Some aspects of soot formation from gas phase molecules at high temperatures are still unclear. Aromatic π-radicals may be key elements for a change in the model of carbon clustering and particle formation. However, experimental investigations are still needed on the radical nature of molecules and particles in flames and on their roles in the transition from molecules to incipient molecular clusters and their further evolution to mature soot. In this paper, we present electron paramagnetic resonance (EPR) and Raman spectroscopy measurements of particles collected in an ethylene-rich premixed flame at various residence times during nucleation.
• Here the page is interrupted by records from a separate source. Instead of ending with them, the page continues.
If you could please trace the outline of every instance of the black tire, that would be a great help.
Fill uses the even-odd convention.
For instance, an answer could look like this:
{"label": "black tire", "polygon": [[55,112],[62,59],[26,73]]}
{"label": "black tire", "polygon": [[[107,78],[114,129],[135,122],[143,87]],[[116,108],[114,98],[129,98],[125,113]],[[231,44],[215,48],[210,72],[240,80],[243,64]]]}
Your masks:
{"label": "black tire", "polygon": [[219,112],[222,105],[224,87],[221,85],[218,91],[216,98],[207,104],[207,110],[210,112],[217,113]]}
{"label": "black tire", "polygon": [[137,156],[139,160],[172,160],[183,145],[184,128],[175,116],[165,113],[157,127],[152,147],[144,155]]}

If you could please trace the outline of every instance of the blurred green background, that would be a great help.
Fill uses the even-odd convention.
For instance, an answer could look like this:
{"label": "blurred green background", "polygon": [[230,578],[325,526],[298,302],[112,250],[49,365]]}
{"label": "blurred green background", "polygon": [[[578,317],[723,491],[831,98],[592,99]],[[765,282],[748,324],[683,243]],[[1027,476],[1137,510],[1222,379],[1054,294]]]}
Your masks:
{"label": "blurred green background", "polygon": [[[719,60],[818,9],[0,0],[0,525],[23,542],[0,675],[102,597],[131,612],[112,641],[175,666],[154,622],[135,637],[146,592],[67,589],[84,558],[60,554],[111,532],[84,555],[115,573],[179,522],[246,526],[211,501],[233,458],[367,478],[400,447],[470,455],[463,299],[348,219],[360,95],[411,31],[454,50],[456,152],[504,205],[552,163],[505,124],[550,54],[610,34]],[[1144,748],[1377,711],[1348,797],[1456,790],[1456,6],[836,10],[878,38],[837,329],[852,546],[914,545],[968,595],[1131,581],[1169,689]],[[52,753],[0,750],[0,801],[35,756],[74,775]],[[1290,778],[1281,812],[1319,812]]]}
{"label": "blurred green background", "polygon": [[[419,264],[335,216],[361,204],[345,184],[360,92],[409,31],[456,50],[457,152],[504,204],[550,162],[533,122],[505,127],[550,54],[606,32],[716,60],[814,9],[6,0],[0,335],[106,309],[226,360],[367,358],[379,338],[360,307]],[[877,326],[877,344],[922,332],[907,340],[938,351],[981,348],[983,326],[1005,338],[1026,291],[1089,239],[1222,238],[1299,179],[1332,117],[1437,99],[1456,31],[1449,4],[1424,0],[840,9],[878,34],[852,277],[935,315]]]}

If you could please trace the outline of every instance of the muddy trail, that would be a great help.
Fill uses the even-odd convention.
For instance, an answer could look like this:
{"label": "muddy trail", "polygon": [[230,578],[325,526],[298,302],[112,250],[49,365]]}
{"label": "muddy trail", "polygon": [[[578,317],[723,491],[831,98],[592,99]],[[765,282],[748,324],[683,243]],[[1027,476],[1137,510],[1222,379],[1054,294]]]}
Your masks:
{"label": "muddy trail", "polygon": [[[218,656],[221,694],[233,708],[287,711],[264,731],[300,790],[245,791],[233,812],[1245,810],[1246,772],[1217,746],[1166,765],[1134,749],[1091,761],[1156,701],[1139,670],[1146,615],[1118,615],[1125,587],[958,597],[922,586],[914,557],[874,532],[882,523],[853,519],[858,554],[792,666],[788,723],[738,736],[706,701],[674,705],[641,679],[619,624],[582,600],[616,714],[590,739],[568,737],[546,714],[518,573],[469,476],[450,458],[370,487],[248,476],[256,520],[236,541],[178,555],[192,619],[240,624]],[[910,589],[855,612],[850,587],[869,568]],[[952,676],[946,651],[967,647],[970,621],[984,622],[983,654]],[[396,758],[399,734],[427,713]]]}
The experimental results, combined with measurement of the particle size distribution by a differential mobility analyzer, are used to investigate the role of radicals in particle nucleation and rearrangement of aromatic molecules in just-nucleated particles. For all the sampled particles, an EPR signal typical of persistent carbon-centered aromatic radicals is measured. An abrupt change in the EPR signal intensity, which is characteristic of stronger supramolecular interactions, is observed when the size distribution changes from monomodal to bimodal, as confirmed by Raman spectroscopy. Our experimental results indicate strong involvement of π-radicals during particle nucleation and growth. The paramagnetic/radical nature of the sampled particles is discussed on the basis of recent studies on the role of resonantly stabilized radicals in soot nucleation. The presence of localized π-electrons on the edge of aromatic soot constituents and their role in carbon clustering are also discussed.